Побледневший Мишка сидел не шевелясь. Слышал, как заплакала мать.
— Папка, — наконец проговорил он, — ей-богу, я Кольку на себя запишу, и жить вместе будем. Конь о четырех ногах, и тот… Осечка вышла. Я и сам по Кольке скучал, верьте совести…
Много воды утекло в реке Злой, много рыжих сосен, мохнатых елей и корявых малиновых лиственниц срубили на высоком левом берегу.
Пошла по реке новая электрическая драга, «Спутник», заскрежетали по дну черные мощные ковши, запенилась Злая вокруг выросших в воде отвалов.
Когда вырублена была вся делянка и построена драга, рабочие разъехались; барак разобрали и перевезли в новый квартал. Но еще с неделю стучал в лесу одинокий топор: Логин Андреевич рубил лес себе на новую избу. Шестьдесят еловых хлыстов один к одному вывезли они с Мишкой зимой по льду через Злую на «Благополучный».
По весне, как только стало по-настоящему пригревать солнце, Широков снова взялся за топор.
— Ну, Михаил Логиныч, — плюнув в оба кулака, сказал он, — вот теперь окажи, на что ты способный. Это тебе, брат, будет не с бабами хороводиться!
К вечеру у Мишки топорище было заляпано кровью: набил здоровенные мозоли пузырями, но прятал их от отца. Последнее бревно отесывал, морщась от боли, весь облитый потом, красный как рак.
— Гляди, Колька, — подмигнул Логин Андреевич внуку, — отец-то твой, как из горна вынутый. Плесни на него холодной водицей — зашипит!
Сам, часов двенадцать не выпускавший из рук топор и пазник, пошел домой, только когда солнце село. Мишка глядел на отца не без зависти: на том ни потинки даже руки не дрожат, когда закуривает.

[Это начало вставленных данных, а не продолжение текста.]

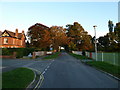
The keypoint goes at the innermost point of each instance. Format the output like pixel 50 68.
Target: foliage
pixel 79 56
pixel 114 70
pixel 39 36
pixel 18 78
pixel 58 36
pixel 79 37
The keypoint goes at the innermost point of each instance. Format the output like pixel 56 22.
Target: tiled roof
pixel 39 24
pixel 12 34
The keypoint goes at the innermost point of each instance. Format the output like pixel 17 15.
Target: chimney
pixel 22 31
pixel 16 33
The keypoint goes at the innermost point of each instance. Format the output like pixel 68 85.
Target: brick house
pixel 10 39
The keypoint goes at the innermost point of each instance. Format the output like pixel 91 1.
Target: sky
pixel 22 15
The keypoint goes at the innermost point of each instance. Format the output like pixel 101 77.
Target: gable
pixel 5 34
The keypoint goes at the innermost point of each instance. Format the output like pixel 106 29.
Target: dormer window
pixel 5 40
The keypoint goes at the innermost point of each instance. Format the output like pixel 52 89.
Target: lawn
pixel 17 78
pixel 79 56
pixel 112 69
pixel 53 56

Мишка, хоть голодный был, от усталости почти не смог есть, а Логин Андреевич не спеша выпил, закусил, поужинал и не повалился сразу, как Мишка, а еще посидел, покурил, поиграл с внуком.
Майские праздники встречали в новой, пахнущей елью избе, с резными наличниками и карнизами, с крыльцом на витых столбиках.
— Ну, Широков, расстарался! — удивлялись соседи. — Не дом поставил, а Дворец Советов! Что стены, что полы — ногам ступить жалко.
Логин Андреевич в новой суконной паре ходил по прииску, останавливал каждого встречного, хватал за плечи, уговаривал посмотреть на новую избу.
— Для внука построил, — радостно говорил он, дыша в самое лицо встретившегося. — Нам со старухой ничего не надо… Где сели, там и хорошо. А внук, ему, понимаешь, жить!..
Летом, когда у Петровны уже цвел огород, а у Камиля карманы были набиты сладкими гороховыми стручками, Мишка опять стал вечерами пропадать на соседнем прииске. Как-то сказал отцу, глядя в пол и потея от смущения:
— Может, это… Теперь у нас просторно. Я бы привел… С вашего, конечно, совета. Женился бы…
Логин Андреевич помолчал. Мишка еще больше стушевался и даже побледнел.
— Поглядим, какую ты кралю выискал, — степенно сказал наконец Логин Андреевич. — Окинем хозяйским глазом, годится ли на что.